The previous model was built using the Keras Sequential Layers Module, and it is compactly represented in Part (a) of Figure DFN5. As the name implies, the flow of data in this model is strictly sequential from left to right, with each layer working on the output of the previous layer in the model. However there are important cases in which the data flow is not sequential, as shown in Parts (b) to (d) of the figure:
Part (b) shows an example of what is known as Model Ensembling, and is used to improve the performance of a network by averaging out the outputs of multiple identical copies of the same network (this is discuused in more detail in Chapter Training Neural Networks Part 2. In order to implement this architecture, the same input is fed into multiple copies of the network with different initializations, and then the output from each is further processed to get the final output.
Part (c) shows an example of a model that features Residual Connections, which provide a path for a copy of the signal to travel to a deeper part of the network after bypassing the intervening layers. It is then added to the rest of the signal that propagates using the usual sequential processing modules. This mechanism has been shown to improve the flow of gradients during training, and has enabled the use of networks with hundreds of layers.
Part (d) shows an example of a model in which the final output is afunction of multiple types of input datasets, in this case it depends on a mixture of tabular, image and text data.
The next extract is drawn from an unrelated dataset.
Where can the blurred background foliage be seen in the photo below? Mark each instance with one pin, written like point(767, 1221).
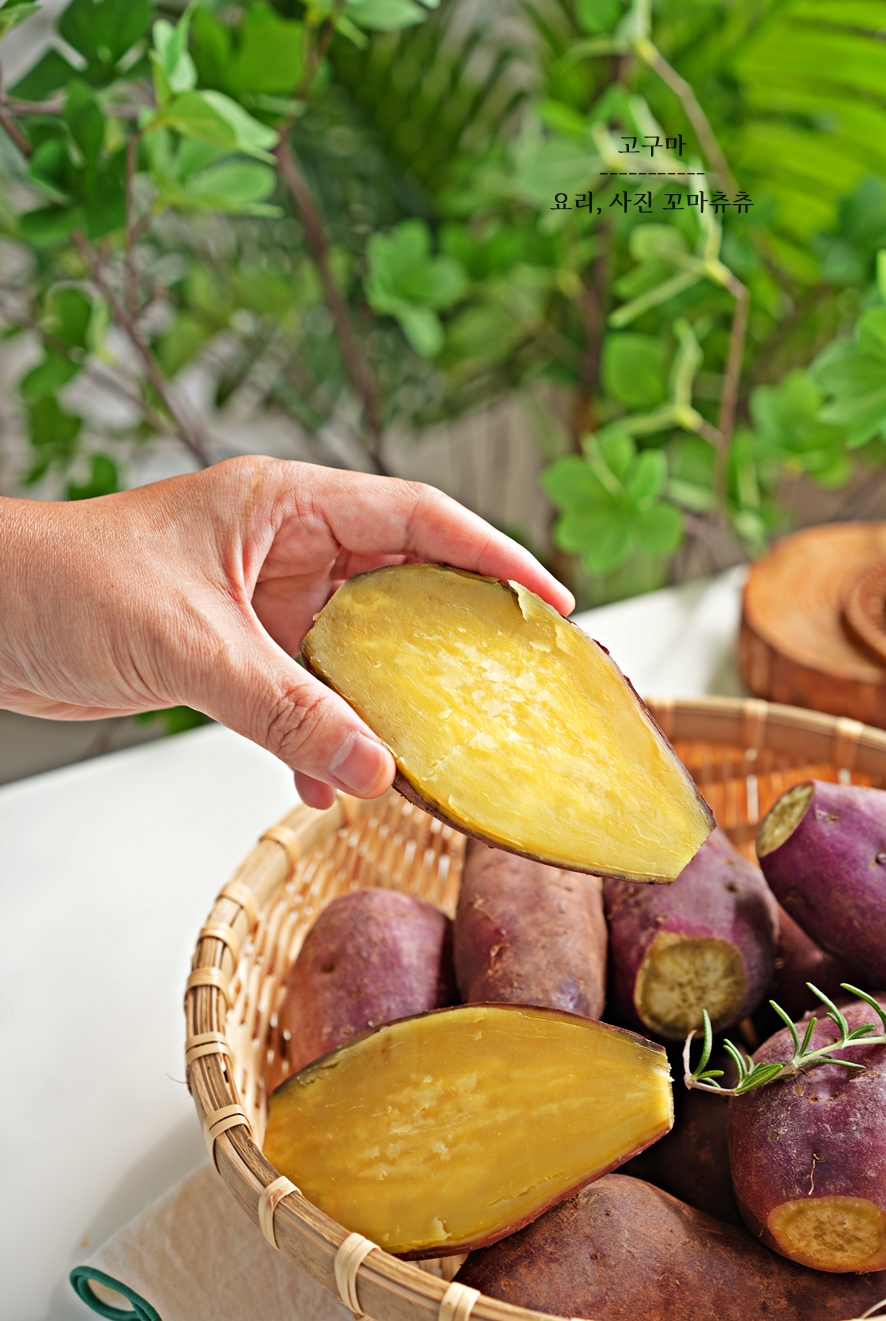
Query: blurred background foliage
point(349, 210)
Each dataset is processed along its own branch (perhaps using different types of sub-networks, optimal for its type of data) and then combined together to give the final output.
Part (e) is an example of Multi-Label Classification. In this case images have multiple objects, each of which have to be classified together in a single image. This is done by having multiple output nodes, each of which passes a yes/no decision for the presence of one of the objects in the image.
All these models use non-sequential flow of data, which can be modeled using the Keras Functional API. In this system, tensors are manipulated directly and layers are used as functions to take tensors and return tensors. As an example, we take the CIFAR-10 sequential model and recast it in functional form:
import keras
keras.__version__
from keras import Sequential, Model
from keras import layers
from keras import Input
from keras.datasets import cifar10
(train_images, train_labels), (test_images, test_labels) = cifar10.load_data()
train_images = train_images.reshape((50000, 32 * 32 * 3))
train_images = train_images.astype('float32') / 255
test_images = test_images.reshape((10000, 32 * 32 * 3))
test_images = test_images.astype('float32') / 255
from tensorflow.keras.utils import to_categorical
train_labels = to_categorical(train_labels)
test_labels = to_categorical(test_labels)
input_tensor = Input(shape=(32 * 32 * 3,))
x = layers.Dense(20, activation='relu')(input_tensor)
y = layers.Dense(15, activation='relu')(x)
output_tensor = layers.Dense(10, activation='softmax')(y)
model = Model(input_tensor, output_tensor)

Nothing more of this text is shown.